Journalismus schafft Wirklichkeit – durch Auswahl, Ton, Sprache, Perspektive.
Verzögerung wird selten benannt – aber oft verstärkt: durch Frames, Balance-Reflexe, Strukturlosigkeit.

Medienethisch relevant: Wenn sprachliche Neutralität systemische Blockade nicht benennt, wird sie zur stillen Komplizin. Die Verantwortung journalistischer Arbeit liegt nicht nur in der Berichterstattung – sondern in der Wahl des Narrativs.

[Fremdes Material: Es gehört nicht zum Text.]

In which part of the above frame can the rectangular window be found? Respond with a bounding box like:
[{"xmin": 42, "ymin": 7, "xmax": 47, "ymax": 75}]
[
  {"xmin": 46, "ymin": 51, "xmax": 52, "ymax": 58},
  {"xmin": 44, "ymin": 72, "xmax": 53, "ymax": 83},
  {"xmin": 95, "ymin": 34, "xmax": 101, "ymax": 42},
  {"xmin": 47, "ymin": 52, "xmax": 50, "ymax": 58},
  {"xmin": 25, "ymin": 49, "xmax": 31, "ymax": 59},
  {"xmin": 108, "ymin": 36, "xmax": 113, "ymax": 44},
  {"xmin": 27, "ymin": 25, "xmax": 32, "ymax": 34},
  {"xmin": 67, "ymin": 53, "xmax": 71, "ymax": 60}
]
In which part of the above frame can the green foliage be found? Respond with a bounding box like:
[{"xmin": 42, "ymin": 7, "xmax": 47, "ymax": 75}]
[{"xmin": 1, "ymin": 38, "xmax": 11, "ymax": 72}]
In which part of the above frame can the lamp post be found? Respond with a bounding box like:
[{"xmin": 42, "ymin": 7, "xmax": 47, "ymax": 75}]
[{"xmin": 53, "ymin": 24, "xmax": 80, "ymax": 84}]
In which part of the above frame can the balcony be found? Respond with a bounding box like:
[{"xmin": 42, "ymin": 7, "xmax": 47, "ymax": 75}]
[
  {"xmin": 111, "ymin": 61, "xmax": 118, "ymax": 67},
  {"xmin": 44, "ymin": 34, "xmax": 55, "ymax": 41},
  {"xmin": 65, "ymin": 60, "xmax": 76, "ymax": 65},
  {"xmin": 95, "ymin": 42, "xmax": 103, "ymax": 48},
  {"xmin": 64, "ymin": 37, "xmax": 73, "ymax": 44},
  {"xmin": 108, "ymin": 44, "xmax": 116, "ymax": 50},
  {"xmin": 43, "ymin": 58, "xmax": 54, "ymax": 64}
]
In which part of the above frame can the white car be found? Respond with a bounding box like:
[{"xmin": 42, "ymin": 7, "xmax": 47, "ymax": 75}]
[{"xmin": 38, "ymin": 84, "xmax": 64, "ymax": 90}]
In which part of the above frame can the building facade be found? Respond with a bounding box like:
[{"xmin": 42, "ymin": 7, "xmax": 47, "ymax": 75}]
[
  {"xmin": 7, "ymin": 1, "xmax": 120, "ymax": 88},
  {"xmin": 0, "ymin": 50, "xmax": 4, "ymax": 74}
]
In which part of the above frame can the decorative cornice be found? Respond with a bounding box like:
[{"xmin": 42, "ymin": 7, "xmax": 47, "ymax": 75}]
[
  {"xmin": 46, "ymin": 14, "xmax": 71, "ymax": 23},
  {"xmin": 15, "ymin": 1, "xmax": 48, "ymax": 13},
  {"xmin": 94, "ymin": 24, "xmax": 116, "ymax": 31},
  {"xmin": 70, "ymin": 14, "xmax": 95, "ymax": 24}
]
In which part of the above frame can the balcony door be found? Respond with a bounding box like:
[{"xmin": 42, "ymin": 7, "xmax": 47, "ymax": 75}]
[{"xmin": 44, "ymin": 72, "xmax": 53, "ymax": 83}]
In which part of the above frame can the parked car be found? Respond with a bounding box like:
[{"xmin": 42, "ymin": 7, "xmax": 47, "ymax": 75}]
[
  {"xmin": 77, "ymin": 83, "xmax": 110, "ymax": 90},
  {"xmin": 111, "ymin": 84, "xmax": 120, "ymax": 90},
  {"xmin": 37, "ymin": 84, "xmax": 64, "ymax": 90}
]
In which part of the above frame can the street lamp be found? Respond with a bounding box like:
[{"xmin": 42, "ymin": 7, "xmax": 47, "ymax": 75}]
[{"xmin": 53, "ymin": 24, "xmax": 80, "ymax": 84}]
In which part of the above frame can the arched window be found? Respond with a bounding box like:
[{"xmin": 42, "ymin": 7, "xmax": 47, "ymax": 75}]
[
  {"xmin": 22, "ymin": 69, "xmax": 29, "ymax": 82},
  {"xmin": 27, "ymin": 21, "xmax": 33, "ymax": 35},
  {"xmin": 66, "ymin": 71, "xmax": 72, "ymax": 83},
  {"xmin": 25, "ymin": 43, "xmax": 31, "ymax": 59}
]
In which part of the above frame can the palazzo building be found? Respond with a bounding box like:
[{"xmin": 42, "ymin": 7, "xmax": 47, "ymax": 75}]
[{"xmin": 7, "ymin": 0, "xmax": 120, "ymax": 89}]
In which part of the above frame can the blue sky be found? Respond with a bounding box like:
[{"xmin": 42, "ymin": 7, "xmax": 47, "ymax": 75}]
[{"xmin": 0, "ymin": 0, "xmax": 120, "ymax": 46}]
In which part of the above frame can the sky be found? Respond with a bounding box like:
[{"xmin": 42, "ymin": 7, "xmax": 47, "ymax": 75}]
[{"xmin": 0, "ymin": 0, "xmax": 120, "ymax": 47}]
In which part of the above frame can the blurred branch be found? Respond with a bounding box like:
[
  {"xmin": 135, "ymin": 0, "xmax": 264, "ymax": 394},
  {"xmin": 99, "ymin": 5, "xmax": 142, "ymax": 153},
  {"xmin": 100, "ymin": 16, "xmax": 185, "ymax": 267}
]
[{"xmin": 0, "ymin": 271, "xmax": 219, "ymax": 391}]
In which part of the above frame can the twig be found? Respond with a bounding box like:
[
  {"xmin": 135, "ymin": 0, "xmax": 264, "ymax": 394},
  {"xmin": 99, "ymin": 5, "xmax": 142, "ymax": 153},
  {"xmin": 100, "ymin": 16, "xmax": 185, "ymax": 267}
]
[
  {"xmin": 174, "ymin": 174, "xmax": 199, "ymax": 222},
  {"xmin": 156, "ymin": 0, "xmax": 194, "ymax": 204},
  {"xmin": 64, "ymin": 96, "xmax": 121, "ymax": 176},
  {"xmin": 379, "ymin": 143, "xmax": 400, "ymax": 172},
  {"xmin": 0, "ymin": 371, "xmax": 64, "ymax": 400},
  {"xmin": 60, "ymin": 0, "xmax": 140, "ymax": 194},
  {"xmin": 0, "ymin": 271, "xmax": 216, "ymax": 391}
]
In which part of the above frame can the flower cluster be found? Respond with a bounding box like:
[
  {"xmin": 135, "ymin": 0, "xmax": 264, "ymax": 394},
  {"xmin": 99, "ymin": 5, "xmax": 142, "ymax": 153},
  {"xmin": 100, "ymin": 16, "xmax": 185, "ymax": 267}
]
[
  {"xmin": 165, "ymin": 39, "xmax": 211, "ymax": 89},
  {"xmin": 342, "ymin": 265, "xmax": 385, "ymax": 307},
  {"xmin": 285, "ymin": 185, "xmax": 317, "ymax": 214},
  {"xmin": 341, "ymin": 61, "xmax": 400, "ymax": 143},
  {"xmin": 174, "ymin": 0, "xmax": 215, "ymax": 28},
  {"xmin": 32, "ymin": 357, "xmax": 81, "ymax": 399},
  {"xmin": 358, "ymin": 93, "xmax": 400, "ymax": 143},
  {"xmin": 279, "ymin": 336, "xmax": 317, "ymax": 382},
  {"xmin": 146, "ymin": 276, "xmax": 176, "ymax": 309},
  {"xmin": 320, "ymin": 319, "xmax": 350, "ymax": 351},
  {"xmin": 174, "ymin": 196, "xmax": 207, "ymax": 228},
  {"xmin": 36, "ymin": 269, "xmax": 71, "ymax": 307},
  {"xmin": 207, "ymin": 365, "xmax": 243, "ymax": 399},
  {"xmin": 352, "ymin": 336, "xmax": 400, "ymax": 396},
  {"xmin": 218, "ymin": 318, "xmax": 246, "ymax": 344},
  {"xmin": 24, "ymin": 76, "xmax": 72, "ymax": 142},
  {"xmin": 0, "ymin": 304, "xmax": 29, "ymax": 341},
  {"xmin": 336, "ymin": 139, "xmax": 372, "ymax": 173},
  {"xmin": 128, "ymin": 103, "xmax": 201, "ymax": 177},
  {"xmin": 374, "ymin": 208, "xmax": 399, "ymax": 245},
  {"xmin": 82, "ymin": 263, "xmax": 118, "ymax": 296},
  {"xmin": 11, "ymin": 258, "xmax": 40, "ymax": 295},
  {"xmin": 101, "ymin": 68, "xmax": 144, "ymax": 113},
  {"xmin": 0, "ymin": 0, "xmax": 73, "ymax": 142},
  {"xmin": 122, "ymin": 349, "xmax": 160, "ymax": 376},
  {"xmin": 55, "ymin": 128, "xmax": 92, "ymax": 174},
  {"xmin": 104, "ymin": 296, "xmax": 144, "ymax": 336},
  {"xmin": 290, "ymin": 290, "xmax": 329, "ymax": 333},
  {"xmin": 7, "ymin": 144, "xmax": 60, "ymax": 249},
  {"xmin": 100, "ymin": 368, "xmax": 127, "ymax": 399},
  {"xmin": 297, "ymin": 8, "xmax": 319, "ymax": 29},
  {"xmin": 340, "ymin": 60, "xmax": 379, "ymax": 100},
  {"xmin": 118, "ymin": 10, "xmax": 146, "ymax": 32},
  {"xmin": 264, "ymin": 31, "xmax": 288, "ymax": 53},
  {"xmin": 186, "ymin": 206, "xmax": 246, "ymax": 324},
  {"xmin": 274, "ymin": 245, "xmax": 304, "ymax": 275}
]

⏳ Verzögerung im Medienraum

  • Konsens wird relativiert („Zwei Seiten“ trotz 97 % Wissenschaft)
  • Verantwortung wird personalisiert („Klimaminister XY versagt“)
  • Komplexe Strukturen werden vereinfacht – oder gar nicht erklärt
  • Politik und Wirtschaft dürfen „Zukunft“ versprechen – ohne Gegenwart zu verändern
  • Debattenlogik ersetzt Ursachenanalyse („Streit um Verbrennerverbot“ statt „CO₂-Budgets und Machtverhältnisse“)

Diese Muster zeigen sich in öffentlich-rechtlichen wie privaten Medien, in Kommentarspalten ebenso wie in Nachrichtensendungen.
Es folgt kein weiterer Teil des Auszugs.